I think this is an under appreciated part of Bayesian analysis, often in classical machine learning methods, we assume the data is normally distributed implicitly say – without making it explicit in our model. Some people say things like ‘Bayesian Analysis is hard because you need to think about the data generation process’ but this is more honest, and produces a better model than just ignoring the problem.  Better models allow you to inform or make better decisions, and that marginal gain could be worth a lot of money for your company.

Good Part 2: No need to derive estimators

There are a increasingly full-featured and high-quality tools that allow you to fit almost any model you can write down. Being able to treat model fitting as an abstraction is great for analytical productivity.

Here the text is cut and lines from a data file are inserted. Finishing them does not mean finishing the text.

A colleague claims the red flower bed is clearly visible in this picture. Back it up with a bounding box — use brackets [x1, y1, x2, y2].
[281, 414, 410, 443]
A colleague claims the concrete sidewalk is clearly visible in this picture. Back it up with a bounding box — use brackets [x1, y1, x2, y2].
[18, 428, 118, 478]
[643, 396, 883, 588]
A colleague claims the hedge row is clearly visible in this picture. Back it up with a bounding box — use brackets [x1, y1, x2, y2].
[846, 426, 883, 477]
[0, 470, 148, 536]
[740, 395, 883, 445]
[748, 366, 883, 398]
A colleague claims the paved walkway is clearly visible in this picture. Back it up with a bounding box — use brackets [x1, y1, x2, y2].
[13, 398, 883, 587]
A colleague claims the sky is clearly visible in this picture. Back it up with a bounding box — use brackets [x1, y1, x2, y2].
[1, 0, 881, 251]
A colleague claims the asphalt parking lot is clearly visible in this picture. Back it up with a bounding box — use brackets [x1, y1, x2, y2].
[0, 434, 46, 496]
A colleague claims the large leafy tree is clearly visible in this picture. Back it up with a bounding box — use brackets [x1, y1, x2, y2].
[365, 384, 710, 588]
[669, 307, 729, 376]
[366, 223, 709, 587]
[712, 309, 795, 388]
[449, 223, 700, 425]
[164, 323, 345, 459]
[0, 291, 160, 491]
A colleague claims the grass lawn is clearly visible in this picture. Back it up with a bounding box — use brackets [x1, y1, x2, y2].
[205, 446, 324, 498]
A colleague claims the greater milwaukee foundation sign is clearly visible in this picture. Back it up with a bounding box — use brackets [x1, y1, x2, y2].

Recall that an “estimator” or “point estimate” is a statistic (that is, a function of the data) that is used to infer the value of an unknown parameter in a statistical model. In Bayesian analysis thanks to tools such as MCMC you can fit almost any model you can write down. For example you can fit out of the box models such as Exponential, Mixture models, Poisson type models and the Student-T distribution in toolkits such as PyMC3 and Stan.

Good Part 3: Estimating a distribution

Bayesian analyses produce distributions as estimates rather than specific statistics about distributions. That means you deeply understand uncertainty and get a full-featured input into any downstream decision/calculation you need to make.

If you take something like Figure 1, here we have the difference of means (which is a loss function of sorts) and we can see our distribution of that difference of means. We can see more information – such as how the distribution is shaped (almost normal but not quite), the spread of the distribution too. We don’t get this in traditional frequentist or machine learning methods.

Good Part 4: Borrowing strength / sharing information

A common feature of Bayesian analysis is leveraging multiple sources of data (from different groups, times, or geographies) to share related parameters through a prior. This can help enormously with precision.

For example I share information across teams in the Rugby Analytics example. This is a super powerful technique in industry, for example you may have geographies like country, or you may have different kinds of risk categories for loans. There’s many examples of this in e-commerce, fintech and insurance. To me this is the secret sauce of Bayesian Analysis

Good Part 5: Model checking as a core activity

Good Bayesian analyses consider a wide range of models that vary in assumptions and flexibility in order to see how they affect substantive results. There are principled, practical procedures for doing this.

For example there are many methods included in Arviz and other toolkits to evaluate your model. You can critique your model and improve it.

You can either compare your model against the observed data, or look at the various model statistics such as BFMI.

Good Part 6: Interpretability of posteriors and adding loss functions to the posteriors

What a posterior means makes more intuitive sense to people than most statistical tests. Validity of posterior rests on underlying assumption about correctness of model, which is not hard to to reason about. What’s more we can apply loss functions to our posteriors, and get an even more interpretable posterior.

As we saw already with this example, we can see what our posterior means, and even apply loss functions to it.  A great example of loss functions is in the excellent Bayesian Methods for Hackers material.